- This may impact all HCX NE Appliances HA and without HA, where connection is unstable with HCX Manager.
- There will be NO impact to migration services.
This document is created as a reference for the HCX Network Extension (NE) appliance unexpected memory consumption and how to recover that.
HCX Network Extension (NE) appliance VM may experience high memory condition during operation stage.
Below dump could be seen in the logs:
2023-07-15T09:47:18+00:00 NE-R1 GatewayLogs[1061]: [Warning-ops] : Memory usage is probably high (free: %4) 2023-07-15T23:53:14+00:00 NE-R1 ndd[1067]: fatal error: runtime: out of memory 2023-07-15T23:53:14+00:00 NE-R1 ndd[1067]: runtime stack: 2023-07-15T23:53:14+00:00 NE-R1 ndd[1067]: runtime.throw(0xa466d5, 0x16) 2023-07-15T23:53:14+00:00 NE-R1 ndd[1067]: /usr/local/go/src/runtime/panic.go:774 +0x72 2023-07-15T23:53:14+00:00 NE-R1 ndd[1067]: runtime.sysMap(0xc07c000000, 0x4000000, 0xf11cd8)
Location of Appliance log:
HCX Manager : /tmp/Fleet-Appliances/Service Mesh/NE-Appliance/var/log/messages
NE appliance : /var/log/messages
Vmware HCX
This should be considered as a corner case, which may appear in those environments/infrastructure where network connection between NE Appliance and HCX Manager is unstable and somehow causing the NDD (Network Detection Daemon Service) grpc stream to end unexpectedly and keep reconnecting again.

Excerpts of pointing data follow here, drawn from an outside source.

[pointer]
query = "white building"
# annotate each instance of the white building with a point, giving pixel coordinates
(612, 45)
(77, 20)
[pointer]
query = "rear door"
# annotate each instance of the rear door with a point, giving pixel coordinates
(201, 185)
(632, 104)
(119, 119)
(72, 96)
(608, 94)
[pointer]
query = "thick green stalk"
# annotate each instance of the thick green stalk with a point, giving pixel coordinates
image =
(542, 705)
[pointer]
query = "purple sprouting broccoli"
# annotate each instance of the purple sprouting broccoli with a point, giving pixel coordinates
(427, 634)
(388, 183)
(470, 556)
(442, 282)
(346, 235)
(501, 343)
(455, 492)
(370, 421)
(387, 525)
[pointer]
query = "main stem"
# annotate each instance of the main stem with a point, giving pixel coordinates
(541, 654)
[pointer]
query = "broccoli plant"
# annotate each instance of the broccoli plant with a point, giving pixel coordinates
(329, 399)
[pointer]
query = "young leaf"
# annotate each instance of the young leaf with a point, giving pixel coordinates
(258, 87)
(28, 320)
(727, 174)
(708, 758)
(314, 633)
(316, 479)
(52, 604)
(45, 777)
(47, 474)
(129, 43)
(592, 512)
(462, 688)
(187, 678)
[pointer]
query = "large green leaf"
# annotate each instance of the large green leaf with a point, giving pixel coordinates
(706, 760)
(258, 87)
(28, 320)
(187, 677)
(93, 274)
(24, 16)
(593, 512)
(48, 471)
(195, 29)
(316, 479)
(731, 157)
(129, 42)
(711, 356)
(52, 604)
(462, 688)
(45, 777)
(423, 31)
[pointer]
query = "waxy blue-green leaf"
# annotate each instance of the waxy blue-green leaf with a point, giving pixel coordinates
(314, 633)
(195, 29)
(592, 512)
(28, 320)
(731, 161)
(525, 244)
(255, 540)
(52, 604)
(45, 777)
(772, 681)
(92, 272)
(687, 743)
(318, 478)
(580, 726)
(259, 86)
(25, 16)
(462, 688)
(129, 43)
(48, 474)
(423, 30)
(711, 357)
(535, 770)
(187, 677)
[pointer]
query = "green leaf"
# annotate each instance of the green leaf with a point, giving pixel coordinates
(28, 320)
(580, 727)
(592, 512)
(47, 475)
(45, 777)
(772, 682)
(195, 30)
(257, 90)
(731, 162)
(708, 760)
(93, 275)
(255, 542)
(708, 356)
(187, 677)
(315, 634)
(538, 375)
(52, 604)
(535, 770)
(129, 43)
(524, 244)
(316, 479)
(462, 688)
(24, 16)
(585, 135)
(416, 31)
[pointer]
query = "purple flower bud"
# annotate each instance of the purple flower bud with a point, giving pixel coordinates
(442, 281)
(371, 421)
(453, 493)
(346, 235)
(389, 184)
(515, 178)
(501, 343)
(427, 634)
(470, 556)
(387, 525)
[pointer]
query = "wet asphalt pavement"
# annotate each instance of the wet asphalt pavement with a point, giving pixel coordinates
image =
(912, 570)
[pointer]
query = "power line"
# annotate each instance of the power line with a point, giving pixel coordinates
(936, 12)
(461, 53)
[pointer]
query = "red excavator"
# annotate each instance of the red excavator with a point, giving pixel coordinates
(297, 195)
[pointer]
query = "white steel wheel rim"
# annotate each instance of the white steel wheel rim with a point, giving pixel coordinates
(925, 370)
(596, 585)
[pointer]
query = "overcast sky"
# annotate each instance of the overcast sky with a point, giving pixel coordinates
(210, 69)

This issue is fixed in HCX 4.8.0 version.
Workaround:
As a workaround, user is recommended to follow below steps:
# systemctl stop ndd # systemctl disable ndd
Note: Please apply the above step to all NE Appliances where OOM condition has been observed.
IMPORTANT: After disabling NDD service from NE Appliance VM, there won't be any impact in the system from traffic forwarding and stability perspective. However, Transport Analytics feature won't be functional after disabling NDD service for those NE Appliances. On-Demand bandwidth testing can be used as an alternative to the Transport Analytics feature instead.